Thursday, January 5, 2012
Type 2 diabetes (T2D) is a lifestyle disease for the vast majority of people - you avoid it by refraining from overeating, becoming fat, and giving up exercise to turn sedentary. But some folk are more likely to succumb than others, given the same lifestyle choices, and different people descend into metabolic syndrome and then type 2 diabetes at different rates. It won't be too many more years before clinics will be able to tell you exactly where you stand on the downward spiral, and what your risks are: research "has provided the first proof of molecular risk factors leading to type 2 diabetes, providing an 'early warning' sign that could lead to new approaches to treating this and other human disease conditions. ... Taking an innovative research direction, [the] research team decided to map DNA methylation variations rather than DNA sequence variations, as was traditionally done. The team undertook a proof-of-concept study among 1,169 type 2 diabetes patients and non-diabetic controls. The results demonstrated the unique abilities of this novel research approach by revealing a clear-cut, disease-predisposing DNA methylation signature. This is a first report in the scientific literature of epigenetic risk factor for T2D. DNA methylation is a naturally occurring mechanism used to regulate genes and protect DNA from some types of cleavage. It is one of the regulatory processes that are referred to as epigenetic, in which an alteration in gene expression occurs without a change in the nucleotide sequence of the DNA. Defects in this process cause several types of disease that afflict humans. ... telltale methylation signature marks were also shown to appear on the DNA of young individuals who latter developed impaired glucose metabolism, even before the appearance of clinical diabetic manifestations."

Thursday, January 5, 2012
The onset of Alzheimer's is not a sudden thing, which reinforces the view of it as a lifestyle disease: "The first changes in the brain of a person with Alzheimer's disease can be observed as much as ten years in advance - ten years before the person in question has become so ill that he or she can be diagnosed with the disease. [Researchers] are studying biomarkers - substances present in spinal fluid and linked to Alzheimer's disease. The group has studied close to 140 people with mild memory impairment, showing that a certain combination of markers (low levels of the substance beta-amyloid and high levels of the substance tau) indicate a high risk of developing Alzheimer's disease in the future. As many as 91 per cent of the patients with mild memory impairment who had these risk markers went on to develop Alzheimer's within a ten-year period. In contrast, those who had memory impairment but normal values for the markers did not run a higher risk of getting Alzheimer's than healthy individuals. ... This is a very important finding with regard to the development of new therapies against the disease. All prospective therapies have so far shown to be ineffective in stopping the disease, and many people are concerned that the pharmaceutical companies will give up their efforts in this field. But these failures may depend on the fact that the new therapies were initiated too late. When a patient receives a diagnosis today, the damage has already gone too far." I'm not sold on this last comment, given the evidence suggesting that Alzheimer's symptoms are reversible.

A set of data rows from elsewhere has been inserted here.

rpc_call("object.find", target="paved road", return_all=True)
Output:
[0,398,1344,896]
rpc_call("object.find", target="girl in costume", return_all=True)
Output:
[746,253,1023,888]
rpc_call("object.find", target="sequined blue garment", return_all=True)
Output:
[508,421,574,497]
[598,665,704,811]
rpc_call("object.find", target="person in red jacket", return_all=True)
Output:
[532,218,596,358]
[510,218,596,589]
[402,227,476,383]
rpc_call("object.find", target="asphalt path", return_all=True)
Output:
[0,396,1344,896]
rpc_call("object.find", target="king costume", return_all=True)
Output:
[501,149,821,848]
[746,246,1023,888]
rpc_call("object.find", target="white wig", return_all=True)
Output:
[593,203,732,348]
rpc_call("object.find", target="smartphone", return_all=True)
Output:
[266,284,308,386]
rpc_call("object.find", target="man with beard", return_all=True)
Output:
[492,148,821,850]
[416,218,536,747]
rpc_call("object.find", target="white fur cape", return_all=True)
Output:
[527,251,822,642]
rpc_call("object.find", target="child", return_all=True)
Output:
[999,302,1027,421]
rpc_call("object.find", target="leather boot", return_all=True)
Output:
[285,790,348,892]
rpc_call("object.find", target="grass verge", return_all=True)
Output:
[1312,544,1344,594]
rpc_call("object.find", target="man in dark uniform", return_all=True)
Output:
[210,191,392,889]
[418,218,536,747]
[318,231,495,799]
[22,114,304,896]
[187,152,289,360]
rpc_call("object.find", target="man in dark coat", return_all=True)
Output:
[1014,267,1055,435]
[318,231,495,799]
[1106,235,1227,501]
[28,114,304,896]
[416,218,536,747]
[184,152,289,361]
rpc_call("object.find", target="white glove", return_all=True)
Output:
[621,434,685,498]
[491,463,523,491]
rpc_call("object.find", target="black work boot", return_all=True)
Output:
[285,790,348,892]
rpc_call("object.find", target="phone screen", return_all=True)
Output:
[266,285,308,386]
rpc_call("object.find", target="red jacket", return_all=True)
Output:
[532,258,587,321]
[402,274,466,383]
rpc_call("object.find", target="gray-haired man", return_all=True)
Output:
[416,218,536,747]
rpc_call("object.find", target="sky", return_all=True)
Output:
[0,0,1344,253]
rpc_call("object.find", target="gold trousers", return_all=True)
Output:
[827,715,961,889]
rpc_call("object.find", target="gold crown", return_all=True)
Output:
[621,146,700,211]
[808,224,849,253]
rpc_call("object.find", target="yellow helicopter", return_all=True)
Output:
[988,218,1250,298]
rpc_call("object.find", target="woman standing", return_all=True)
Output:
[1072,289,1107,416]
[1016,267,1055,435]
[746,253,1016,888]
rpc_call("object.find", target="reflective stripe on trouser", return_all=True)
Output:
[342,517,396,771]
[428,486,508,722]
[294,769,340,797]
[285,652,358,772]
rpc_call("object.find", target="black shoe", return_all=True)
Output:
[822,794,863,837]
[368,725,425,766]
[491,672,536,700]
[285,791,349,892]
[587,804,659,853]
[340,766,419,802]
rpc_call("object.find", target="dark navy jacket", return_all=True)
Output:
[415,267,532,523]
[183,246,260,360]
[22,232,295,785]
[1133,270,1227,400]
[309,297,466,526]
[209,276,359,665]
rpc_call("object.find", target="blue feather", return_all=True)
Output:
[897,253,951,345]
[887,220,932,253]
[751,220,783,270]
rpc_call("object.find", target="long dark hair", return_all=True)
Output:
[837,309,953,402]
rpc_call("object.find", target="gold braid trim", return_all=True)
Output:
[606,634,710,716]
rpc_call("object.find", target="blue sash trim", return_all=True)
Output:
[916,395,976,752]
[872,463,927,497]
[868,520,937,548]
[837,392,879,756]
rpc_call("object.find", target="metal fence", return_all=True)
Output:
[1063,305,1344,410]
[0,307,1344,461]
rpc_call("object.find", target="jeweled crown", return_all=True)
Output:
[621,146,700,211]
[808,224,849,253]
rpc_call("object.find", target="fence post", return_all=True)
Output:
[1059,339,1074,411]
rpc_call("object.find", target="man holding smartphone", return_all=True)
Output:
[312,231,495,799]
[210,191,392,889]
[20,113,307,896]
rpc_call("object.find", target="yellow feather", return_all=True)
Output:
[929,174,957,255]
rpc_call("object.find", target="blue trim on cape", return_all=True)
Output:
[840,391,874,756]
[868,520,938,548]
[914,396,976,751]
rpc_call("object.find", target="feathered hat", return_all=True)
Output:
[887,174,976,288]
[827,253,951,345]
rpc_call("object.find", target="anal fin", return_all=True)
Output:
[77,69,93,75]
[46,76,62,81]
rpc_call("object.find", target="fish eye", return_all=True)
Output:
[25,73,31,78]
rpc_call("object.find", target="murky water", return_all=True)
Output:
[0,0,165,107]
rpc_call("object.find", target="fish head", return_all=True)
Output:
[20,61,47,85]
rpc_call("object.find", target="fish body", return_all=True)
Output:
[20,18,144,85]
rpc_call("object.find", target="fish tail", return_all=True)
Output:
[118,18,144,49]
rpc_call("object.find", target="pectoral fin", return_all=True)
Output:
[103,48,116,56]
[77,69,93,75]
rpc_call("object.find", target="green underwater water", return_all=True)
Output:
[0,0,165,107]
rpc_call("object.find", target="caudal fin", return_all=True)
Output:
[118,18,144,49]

Wednesday, January 4, 2012
From Big Think: "The loss of a human limb is a tragedy. We know that once they're gone, mammalian arms and legs can't ever be restored. But if you cut off a salamander's leg - or tail - it will reappear in just a few weeks. ... Now, a new generation of longevity-seekers hopes to apply the power of amphibians like the salamander, the axlotl, and the worm to human medicine. ... In the future, if we had the ability to grow a brand new heart or parts of hearts with that person's very own adult stem cells, then when we know that they have heart disease, we could just replace the heart. All of those [costly] visits to the hospital, all of the drugs, won't be required. ... Better tools will enable us to repair people rather than just sort of patching them up for a little while until they get sicker and sicker. ... Over the past few decades, scientists have begun to understand exactly how the regeneration process works in nature. When a salamander is injured, a clump of cells called a blastomea forms at the site of the wound. Like embryonic stem cells, the blastomea are especially plastic. These cells are then triggered to de-differentiate and re-initiate growth. ... Debate remains over whether they're fully pluripotent, meaning that they have the ability to form any type of tissue, or whether the cellular dynamics merely have to be reprogrammed. ... The trick, of course, is applying this knowledge to human anatomy."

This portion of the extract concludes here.